When honeybees return to the hive from foraging, they do a series of movements, called a waggle dance, to convey to their fellow bees where to find nectar.
"If the run is very long, that means the food is far away. And if it's short, the food is quite close. But that angle of the run relative to the top of the hive also tells the other bees about which direction they should fly in," Elli Leadbeater, author of the study and a professor of ecology and evolution at the Royal Holloway University of London, told Quirks & Quarks host Bob McDonald.
The study was published in the Journal of Applied Ecology.
Decoding the waggle
First decoded by Austrian ethologist Karl von Frisch in the 1920s, this dance involves the bees moving repeatedly in a figure eight pattern, wagging their rear end in the middle.
"I think it's amazing that these tiny creatures have such a sophisticated communication system," said Leadbeater. "We can capitalize on that, and we can translate their dances so that we can build maps of where they've actually been."
Leadbeater and her team recorded videos of honeybees dancing at 10 hives in downtown London, England, and 10 hives in agricultural areas around the city, capturing a total of 2,827 waggle dances.
The team found that bees in urban areas had an average foraging distance of 492 metres, compared to bees in agricultural areas that had an average foraging distance of 743 metres.
Urban gardens better for bees than agriculture monocrops
The results were not what Leadbeater was expecting.
"We were quite surprised because we found that even though the urban areas are somewhere that you would think of as a kind of concrete jungle — and we were really looking in the very centre of London, so it is very concrete — we found that the bees were actually finding it easier to find food there than they were in the agricultural land," said Leadbeater.
She points to urban gardens and parks, which often have a variety of flowers that bloom year-round, as being hotspots for the bees.
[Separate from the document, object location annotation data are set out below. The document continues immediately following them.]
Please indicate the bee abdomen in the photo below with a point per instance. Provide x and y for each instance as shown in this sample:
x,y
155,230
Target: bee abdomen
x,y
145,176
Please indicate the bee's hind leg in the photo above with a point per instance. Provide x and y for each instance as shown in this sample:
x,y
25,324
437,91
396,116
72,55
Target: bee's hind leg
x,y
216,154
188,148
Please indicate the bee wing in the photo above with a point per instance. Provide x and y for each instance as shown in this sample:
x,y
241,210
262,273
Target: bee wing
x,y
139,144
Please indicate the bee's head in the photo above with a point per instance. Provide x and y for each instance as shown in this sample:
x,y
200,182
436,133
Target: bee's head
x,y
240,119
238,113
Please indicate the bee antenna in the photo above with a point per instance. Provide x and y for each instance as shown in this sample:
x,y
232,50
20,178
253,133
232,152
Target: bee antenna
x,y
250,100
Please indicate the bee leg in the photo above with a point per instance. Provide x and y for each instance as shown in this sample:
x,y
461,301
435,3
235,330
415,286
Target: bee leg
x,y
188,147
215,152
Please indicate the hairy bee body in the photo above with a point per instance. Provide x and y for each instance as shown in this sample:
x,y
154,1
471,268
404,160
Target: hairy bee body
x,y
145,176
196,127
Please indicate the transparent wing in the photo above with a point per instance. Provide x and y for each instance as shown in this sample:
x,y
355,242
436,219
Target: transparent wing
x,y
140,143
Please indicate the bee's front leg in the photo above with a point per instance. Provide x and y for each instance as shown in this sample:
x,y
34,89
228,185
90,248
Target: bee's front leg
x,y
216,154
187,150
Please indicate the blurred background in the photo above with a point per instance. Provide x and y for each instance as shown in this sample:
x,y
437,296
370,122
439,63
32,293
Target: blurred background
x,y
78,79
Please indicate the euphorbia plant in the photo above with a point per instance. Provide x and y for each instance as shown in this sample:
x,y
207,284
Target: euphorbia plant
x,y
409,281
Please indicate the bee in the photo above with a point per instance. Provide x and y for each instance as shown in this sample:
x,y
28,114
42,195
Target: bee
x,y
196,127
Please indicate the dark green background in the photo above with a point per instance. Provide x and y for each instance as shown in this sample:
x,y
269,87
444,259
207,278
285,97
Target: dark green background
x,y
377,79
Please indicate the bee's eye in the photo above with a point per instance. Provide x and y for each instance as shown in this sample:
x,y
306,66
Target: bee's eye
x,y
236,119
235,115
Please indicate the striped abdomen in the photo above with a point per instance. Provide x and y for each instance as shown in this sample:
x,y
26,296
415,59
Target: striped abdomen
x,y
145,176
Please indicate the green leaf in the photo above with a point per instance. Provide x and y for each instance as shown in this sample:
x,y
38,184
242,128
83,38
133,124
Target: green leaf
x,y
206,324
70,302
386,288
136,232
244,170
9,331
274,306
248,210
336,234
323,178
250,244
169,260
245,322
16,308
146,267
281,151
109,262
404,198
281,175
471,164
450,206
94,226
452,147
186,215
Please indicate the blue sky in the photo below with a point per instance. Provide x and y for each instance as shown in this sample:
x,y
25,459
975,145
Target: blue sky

However, in agricultural areas, where only one type of crop dominates a large area, bees may not be able to find food as easily.
"Those crops are only there for a small amount of time and then they're gone. So it's a bit of a boom and bust scenario. We don't have the kind of diversity of forage that that we used to have, where we would have wildflowers, we'd have flowering hedgerows," said Leadbeater. "Bees need weeds. They need those flowers. They're a really important source of forage for them."
Her goal with this research was to understand the challenges bees are facing in different ecosystems.
"The aim behind this study was really to kind of use honeybees as a tool for surveying the landscape for other social bees, such as bumblebees, which often visit the same type of flowers as honeybees. We can say this is probably generally true for bumblebees as well, and those wild bees are the ones that we're looking to protect."
The solution, suggests Leadbeater, is encouraging farmers to allow a diversity of flowering plants around the edges of their fields.
"We've seen that gardens, which are very diverse and varied, are really good for bees, and we could look at trying to turn the countryside into something that's a little bit more similar to them," she said.